By the time I crossed the last of Saddleback’s three main peaks, Maple caught up to me, and was soon followed by Jason, Single T and Boomer.
The trail remained above treeline as it went over another peak called The Horn, which was just more than 1.5 miles from Saddleback’s summit.
The descent back to treeline continued over a solid base of granite. Walking on this was like walking on a sidewalk. It was like a rough sidewalk, perhaps, but at least it was a hard surface without a lot of roots and loose rocks.
Reddiington Stream was located at the bottom of The Horn, and nearby was a campsite of the same name. I stopped here for water and to eat lunch.

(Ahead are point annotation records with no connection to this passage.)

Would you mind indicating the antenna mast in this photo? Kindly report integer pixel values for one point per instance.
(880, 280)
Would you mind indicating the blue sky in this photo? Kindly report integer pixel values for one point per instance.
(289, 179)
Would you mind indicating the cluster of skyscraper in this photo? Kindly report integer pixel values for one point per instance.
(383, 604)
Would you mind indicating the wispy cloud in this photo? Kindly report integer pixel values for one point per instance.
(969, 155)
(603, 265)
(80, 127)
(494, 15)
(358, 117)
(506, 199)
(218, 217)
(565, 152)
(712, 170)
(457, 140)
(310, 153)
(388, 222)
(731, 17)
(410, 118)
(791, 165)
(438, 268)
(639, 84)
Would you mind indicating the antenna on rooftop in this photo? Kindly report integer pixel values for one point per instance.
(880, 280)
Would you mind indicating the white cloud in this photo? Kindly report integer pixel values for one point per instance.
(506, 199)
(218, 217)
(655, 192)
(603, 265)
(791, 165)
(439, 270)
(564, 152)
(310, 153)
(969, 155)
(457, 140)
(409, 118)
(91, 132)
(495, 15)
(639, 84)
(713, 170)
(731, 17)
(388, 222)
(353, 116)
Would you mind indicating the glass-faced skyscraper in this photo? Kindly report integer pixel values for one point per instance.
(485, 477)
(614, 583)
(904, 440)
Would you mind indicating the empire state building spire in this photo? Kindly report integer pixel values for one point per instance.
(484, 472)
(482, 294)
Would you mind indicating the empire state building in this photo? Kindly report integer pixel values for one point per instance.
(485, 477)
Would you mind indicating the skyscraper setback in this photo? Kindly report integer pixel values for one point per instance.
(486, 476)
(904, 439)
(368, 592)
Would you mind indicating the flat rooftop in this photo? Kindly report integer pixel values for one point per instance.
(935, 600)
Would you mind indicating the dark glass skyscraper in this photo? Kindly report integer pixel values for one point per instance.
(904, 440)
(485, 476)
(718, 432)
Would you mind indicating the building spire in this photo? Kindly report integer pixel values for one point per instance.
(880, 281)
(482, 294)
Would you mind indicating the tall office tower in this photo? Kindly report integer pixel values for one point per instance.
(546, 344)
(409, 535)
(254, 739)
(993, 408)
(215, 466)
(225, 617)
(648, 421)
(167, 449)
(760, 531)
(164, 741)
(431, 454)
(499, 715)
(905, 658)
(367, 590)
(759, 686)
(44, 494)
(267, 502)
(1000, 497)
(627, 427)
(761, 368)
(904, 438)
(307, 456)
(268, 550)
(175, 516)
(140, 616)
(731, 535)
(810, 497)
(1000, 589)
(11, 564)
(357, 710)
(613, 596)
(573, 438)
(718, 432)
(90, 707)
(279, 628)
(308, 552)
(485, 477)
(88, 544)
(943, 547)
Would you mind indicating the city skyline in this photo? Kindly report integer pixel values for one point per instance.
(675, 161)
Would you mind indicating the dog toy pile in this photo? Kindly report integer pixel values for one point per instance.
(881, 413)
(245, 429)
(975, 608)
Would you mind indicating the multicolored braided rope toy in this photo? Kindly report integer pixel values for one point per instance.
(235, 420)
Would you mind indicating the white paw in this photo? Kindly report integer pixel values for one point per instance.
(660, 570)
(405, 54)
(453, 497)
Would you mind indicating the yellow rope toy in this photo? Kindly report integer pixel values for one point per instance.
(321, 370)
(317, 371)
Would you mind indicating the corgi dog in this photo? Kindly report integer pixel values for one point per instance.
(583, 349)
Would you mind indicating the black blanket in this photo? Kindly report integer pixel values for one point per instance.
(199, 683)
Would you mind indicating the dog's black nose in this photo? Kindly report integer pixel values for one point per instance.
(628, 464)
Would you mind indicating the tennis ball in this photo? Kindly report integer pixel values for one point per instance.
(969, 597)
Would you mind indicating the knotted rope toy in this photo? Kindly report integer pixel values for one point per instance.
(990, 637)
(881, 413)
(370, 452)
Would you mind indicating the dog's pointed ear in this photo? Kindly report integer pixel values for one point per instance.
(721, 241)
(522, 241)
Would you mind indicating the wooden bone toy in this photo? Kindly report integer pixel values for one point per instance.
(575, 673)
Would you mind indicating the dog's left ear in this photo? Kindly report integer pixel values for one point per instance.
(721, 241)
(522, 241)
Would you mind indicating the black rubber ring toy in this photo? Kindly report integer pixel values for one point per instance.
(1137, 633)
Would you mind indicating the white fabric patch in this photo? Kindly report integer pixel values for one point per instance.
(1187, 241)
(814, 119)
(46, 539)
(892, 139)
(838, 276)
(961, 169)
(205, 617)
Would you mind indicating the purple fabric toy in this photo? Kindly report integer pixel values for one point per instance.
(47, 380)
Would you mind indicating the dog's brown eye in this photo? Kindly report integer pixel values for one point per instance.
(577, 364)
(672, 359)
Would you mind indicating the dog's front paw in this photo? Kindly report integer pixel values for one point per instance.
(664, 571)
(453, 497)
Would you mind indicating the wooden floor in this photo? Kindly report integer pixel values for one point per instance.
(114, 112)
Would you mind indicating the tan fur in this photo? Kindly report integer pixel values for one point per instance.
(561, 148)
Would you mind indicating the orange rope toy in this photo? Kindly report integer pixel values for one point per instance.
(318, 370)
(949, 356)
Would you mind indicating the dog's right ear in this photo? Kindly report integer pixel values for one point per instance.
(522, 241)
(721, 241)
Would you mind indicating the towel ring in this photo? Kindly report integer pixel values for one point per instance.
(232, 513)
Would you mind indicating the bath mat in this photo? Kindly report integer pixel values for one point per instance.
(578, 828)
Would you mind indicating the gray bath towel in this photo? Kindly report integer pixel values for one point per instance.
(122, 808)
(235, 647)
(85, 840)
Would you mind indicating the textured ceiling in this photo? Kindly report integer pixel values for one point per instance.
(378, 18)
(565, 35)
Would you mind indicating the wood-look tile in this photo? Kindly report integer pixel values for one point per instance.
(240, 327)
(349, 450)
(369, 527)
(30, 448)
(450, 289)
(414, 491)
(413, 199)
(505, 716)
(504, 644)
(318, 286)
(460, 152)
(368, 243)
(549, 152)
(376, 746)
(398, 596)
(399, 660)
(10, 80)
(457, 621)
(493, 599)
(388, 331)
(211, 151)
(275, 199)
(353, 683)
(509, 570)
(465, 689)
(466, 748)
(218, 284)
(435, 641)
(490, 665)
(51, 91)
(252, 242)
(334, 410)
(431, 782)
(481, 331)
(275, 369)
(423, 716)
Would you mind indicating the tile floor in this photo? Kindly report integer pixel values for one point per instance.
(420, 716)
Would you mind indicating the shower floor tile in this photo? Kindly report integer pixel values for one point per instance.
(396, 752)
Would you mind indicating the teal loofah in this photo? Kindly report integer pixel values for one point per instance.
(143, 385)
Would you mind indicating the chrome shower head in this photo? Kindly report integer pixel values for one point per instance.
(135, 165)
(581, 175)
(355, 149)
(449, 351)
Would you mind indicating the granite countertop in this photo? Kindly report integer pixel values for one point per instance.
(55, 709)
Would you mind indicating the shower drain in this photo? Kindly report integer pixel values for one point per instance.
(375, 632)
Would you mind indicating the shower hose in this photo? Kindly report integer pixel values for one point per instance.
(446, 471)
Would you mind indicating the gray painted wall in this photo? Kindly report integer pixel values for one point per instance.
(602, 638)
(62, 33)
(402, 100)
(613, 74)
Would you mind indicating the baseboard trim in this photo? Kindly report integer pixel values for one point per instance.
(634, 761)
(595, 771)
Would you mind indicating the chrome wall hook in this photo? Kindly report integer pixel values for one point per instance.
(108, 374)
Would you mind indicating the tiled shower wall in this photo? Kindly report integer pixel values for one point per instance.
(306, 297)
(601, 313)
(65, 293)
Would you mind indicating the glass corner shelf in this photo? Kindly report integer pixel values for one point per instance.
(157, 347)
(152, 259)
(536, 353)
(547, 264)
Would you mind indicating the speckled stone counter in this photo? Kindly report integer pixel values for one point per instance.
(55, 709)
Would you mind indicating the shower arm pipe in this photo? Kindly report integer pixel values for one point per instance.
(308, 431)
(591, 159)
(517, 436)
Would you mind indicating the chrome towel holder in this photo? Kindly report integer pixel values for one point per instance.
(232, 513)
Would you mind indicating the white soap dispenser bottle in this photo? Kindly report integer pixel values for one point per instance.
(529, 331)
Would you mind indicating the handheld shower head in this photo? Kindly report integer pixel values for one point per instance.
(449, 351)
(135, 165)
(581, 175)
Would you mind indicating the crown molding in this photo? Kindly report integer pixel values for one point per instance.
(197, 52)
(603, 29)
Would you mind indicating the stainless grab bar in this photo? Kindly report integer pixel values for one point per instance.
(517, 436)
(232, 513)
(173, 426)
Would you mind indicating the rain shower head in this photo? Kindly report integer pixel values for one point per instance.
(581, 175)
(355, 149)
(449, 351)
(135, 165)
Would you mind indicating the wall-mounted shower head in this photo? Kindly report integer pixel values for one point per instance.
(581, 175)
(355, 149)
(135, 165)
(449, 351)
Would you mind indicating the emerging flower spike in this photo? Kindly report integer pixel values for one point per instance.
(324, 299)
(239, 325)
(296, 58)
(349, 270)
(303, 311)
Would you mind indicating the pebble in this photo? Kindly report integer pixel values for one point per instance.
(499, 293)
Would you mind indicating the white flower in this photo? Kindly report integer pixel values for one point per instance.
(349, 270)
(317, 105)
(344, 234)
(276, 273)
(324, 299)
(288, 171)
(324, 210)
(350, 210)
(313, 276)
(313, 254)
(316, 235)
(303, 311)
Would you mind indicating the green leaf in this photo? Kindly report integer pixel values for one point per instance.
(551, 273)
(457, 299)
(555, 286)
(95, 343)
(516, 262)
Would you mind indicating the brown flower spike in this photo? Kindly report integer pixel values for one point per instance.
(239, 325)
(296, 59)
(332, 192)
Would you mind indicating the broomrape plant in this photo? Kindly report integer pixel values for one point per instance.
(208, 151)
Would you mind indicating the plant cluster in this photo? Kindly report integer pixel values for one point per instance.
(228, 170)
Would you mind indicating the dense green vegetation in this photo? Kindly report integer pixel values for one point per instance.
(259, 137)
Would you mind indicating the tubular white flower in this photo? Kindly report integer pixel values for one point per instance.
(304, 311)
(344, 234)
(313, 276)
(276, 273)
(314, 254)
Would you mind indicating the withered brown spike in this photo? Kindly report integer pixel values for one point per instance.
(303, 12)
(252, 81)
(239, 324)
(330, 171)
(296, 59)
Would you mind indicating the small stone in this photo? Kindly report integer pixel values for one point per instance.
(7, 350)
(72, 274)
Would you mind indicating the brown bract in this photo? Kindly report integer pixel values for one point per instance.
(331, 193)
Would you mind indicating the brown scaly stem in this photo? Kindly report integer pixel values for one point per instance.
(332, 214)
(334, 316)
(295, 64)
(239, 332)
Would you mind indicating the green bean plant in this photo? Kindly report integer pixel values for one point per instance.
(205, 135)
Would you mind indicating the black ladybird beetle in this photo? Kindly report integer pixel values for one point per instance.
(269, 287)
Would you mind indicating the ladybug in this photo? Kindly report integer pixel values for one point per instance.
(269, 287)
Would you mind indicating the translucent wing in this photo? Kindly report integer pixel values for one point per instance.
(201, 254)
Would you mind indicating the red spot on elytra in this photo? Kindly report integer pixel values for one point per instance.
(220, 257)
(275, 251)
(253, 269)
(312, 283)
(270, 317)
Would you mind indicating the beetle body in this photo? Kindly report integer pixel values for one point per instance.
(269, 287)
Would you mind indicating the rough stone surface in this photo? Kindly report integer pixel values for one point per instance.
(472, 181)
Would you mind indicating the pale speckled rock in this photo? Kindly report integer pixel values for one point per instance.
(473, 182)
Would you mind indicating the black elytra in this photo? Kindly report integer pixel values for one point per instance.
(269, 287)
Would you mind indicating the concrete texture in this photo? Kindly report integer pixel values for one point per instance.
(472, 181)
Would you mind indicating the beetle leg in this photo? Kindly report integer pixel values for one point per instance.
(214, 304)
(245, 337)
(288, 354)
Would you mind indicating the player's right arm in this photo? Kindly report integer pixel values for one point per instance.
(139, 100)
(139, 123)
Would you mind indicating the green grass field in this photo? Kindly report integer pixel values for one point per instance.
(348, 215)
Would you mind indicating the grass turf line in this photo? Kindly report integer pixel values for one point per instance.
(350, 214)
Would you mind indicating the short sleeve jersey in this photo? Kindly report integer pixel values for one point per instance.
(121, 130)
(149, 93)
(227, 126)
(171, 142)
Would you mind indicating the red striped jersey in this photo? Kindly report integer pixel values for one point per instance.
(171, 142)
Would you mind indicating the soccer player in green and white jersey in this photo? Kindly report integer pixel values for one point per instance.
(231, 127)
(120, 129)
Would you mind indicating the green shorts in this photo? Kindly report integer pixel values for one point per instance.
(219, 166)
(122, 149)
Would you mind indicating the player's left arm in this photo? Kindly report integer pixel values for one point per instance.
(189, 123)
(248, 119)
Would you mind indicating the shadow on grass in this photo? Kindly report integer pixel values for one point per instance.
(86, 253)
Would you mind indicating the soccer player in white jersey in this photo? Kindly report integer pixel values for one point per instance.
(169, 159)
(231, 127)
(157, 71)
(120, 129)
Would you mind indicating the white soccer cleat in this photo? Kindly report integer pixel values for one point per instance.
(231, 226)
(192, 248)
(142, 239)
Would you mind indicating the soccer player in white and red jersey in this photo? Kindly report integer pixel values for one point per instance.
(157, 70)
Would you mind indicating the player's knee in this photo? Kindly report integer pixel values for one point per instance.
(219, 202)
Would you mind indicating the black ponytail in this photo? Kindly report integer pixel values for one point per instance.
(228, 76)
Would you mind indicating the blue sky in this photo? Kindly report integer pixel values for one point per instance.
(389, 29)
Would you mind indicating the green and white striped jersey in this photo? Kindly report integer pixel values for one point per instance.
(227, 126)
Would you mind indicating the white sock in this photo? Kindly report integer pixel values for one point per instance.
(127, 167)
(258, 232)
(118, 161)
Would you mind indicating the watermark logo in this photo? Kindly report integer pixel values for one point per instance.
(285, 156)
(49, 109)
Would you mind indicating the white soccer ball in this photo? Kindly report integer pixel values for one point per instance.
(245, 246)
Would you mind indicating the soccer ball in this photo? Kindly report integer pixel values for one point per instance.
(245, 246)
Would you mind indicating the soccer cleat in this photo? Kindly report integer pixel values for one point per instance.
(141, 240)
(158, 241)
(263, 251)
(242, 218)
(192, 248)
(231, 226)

Leaving the campsite, there was one more climb to complete for the day. That was a steep and rocky ascent of Saddleback Junior. As I went up the trail, the sky began to become cloudy. It seemed the day’s beautiful weather was coming to an end.
By the time I reached the rocky summit, clouds were closing in, diminishing the view. Rain appeared to be on the way, but I still had a couple hours of walking to reach our intended stopping spot, Poplar Ridge Lean-to.
I reached the shelter at 6 p.m., then quickly set up my tent and cooked dinner. A light drizzle started falling at 7 p.m., but by then I was nearly ready to crawl into my tent for the night.
Later, as the drizzle became a light rain and I was lying in my sleeping bag, I thought more about my conversation last night with Kim. This made me realize how close I was to Mt. Katahdin. Finally, it was starting to dawn on me how little time was left for this hike.
Tengo, Stick and I are expecting to reach Mt. Katahdin in less than three weeks. Thinking about this, I had odd, contradictory feelings. As much as I was ready for this hike to end, I was not ready for it to end.
I tried to imagine how I would feel when I reached Katahdin, see my family again, and finish those miles in the White Mountains. I couldn’t sort out the thoughts.
I don’t know what to expect and that's not a normal feeling for me.
Now look at that cold Jordan
Look at its deep water
Look at that wide river
Oh hear the mighty billows roll
You better take Jesus with you
He's a true companion
Oh I'm sure without him
That you never will make it home
Now what you gonna do
From “Jordan”, aka “Cold Jordan" (Traditional)
Oh what you gonna say
Oh how you gonna feel
When you come to the end of the way?